I’ll keep my comments brief. (Or skip it entirely and read the story here).
Although the presentation of these stories has not taken the path to publication that was originally envisioned for them, I’m glad that they are finally being produced. Family illness greatly curtailed my original plans of publishing them in print initially (a huge set back, truly). On the other hand, it was simply not fair to the authors and everyone else who has been working on Amazing to hold them back until circumstances improved.
So here they are. Between now and December, we’ll be publishing one story and/or non-fiction piece that was to appear in the print version per week.
I’m extremely grateful to Ira Nayman for stepping into the breech and taking over most of the job of editing – not just the special edition but daily postings as well: I think he has been doing a fine job. I’d also like to thank Kermit Woodall and Duncan Long for their assistance and support.
Mostly, I’d like to thank the authors for their stories and their patience; they’ve been stalwart throughout this process.
I sincerely hope our readers enjoy these offerings, comment on them, spread the word to their friends and let us know what they think.
A note on story selection:
We are all fully aware that our ten contest winning stories do not represent as wide a diversity of authorship as one would like to see. We did our best to publicize the contest and to insure that everyone and anyone who might consider submitting know that they were welcome to do so.
Early on in the process, there were some suggestions in social media that hinted that we were not going to pay, or that there was something untoward about the contest. Submissions slowed to a trickle after a promising start. We never did receive the 100 submissions the contest was open to. The bad mouthing may very well have been responsible for that. (And yes, everyone has been paid.)

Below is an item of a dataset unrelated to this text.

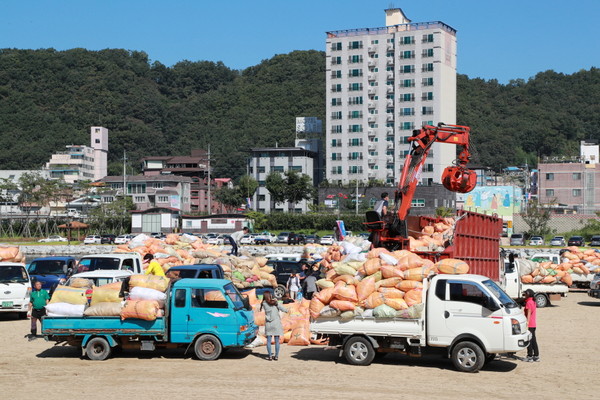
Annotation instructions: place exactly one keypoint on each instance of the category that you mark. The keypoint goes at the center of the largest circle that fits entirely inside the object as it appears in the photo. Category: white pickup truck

All of the submissions we did receive were provided to our contest judges – Cat Rambo (SFWA President), Dave Creek (SFWA member,author and anthologist) and Jack Clemons (SFWA member, author and regular Amazing Stories contributor) in a blind fashion: all information that could identify anything about the author was redacted. (Cat, Dave and Jack are also thanked for their hard work and participation!)
The ratio of male-sounding names to female-sounding names and non-white-US-sounding names in the original submissions was quite striking, as nearly all initial submissions were from male-sounding names.
In this particular case, we could only work with what we had to work with. In the future, we will devote more effort to publicizing the contest to minority communities (as we currently are) and will seek to develop other means to insure that both the submissions we receive and the stories we publish represent as diverse a set of voices as it is possible to hear from.
Authors, particularly those from minority backgrounds, should see the results of this contest as representing an opportunity to help us do better in the future. We’ll try and meet you more than half way.